Ein letzter wichtiger Tip: Viele Amateure verwenden, um Teleskopbrennweiten zu verkürzen (speziell bei den beliebten 8" Schmidt-Cassegrain Teleskopen) , Shapley-Linsen, Telekompressoren oder ähnliche, optische Elemente. Sie sind das Pendant zu Barlowlinsen, d.h. sie verkürzen die Brennweite meist um den Faktor 0.63 bzw. 0.7fach. An einem Celestron 8 mit der Primärbrennweite von f = 2000 mm ergibt das mit dem Standardtelekompressor (0.63) eine Brennweite von knapp f = 1300 mm. Eine durchaus angemessene Brennweite für eine Sonnenfinsternis. Standardtelekompressoren vignettieren jedoch das Bildfeld !!

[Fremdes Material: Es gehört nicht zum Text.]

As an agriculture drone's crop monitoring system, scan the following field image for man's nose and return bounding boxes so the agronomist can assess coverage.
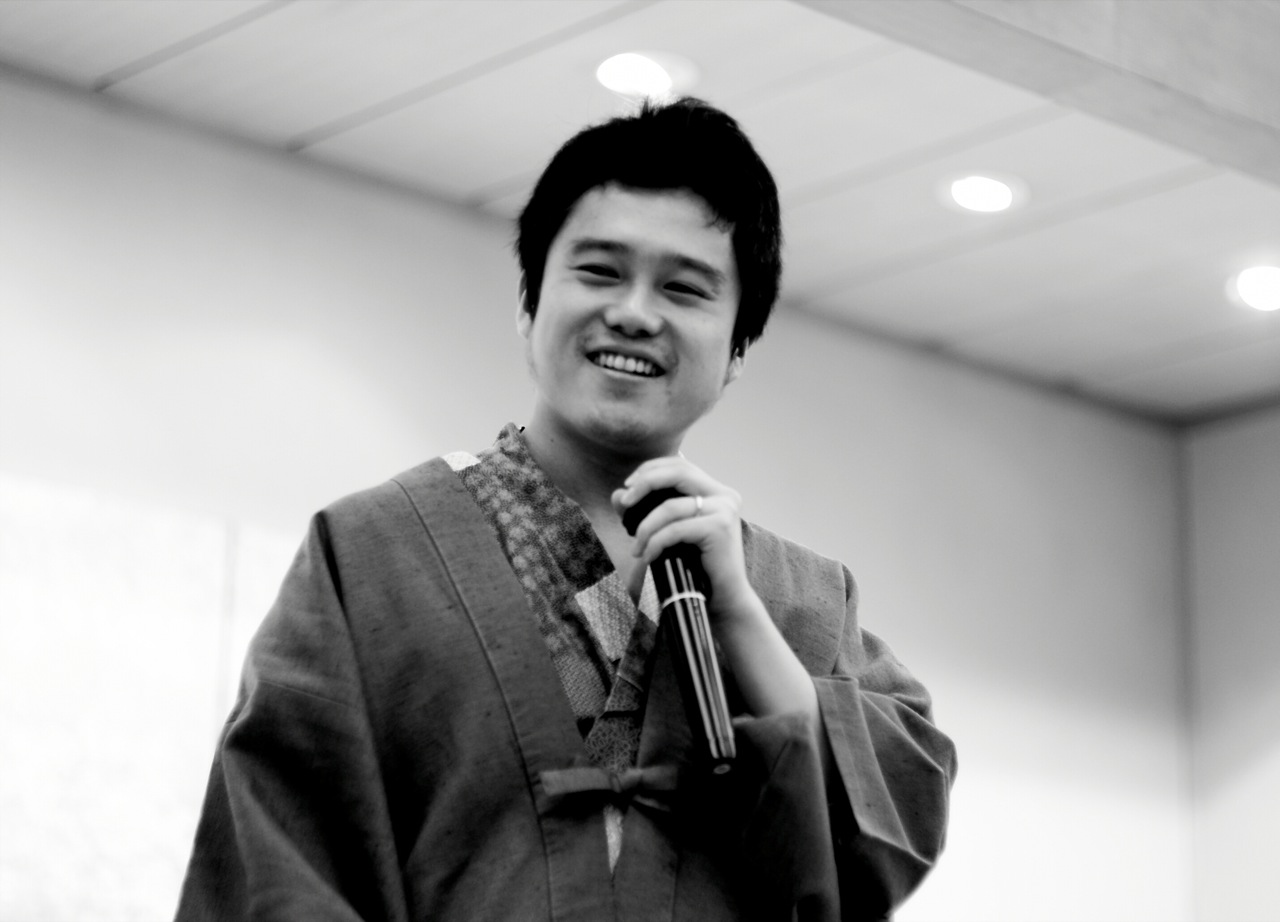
[604,284,663,336]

Bei Sternfeldaufnahmen fällt dies nicht weiter auf, da der Hintergrund meist dunkel ist. Nicht jedoch bei Aufnahmen der Sonnenkorona, dort sieht man Bildfeldvignettierung sehr deutlich. Als Abschluß geben wir eine Faustformel für einen vignettierungsfrei ausgeleuchteten Durchmesser einer Shapleylinse: Vignettierungsfreier Durchmesser auf dem Bild = Durchmesser der Linse multipliziert mit dem Verkürzungsfaktor. Standardtelekompressoren haben einen freien Linsendurchmesser von ca. 30mm. Multipliziert mit dem Faktor 0.63 ergibt dies ein vignettierungsfrei ausgeleuchtetes Feld von nur noch 19 Millimeter Durchmesser. Der Verfasser hat dementsprechend leidvolle Erfahrungen bei der Finsternis 1980 in Kenia sammeln müssen.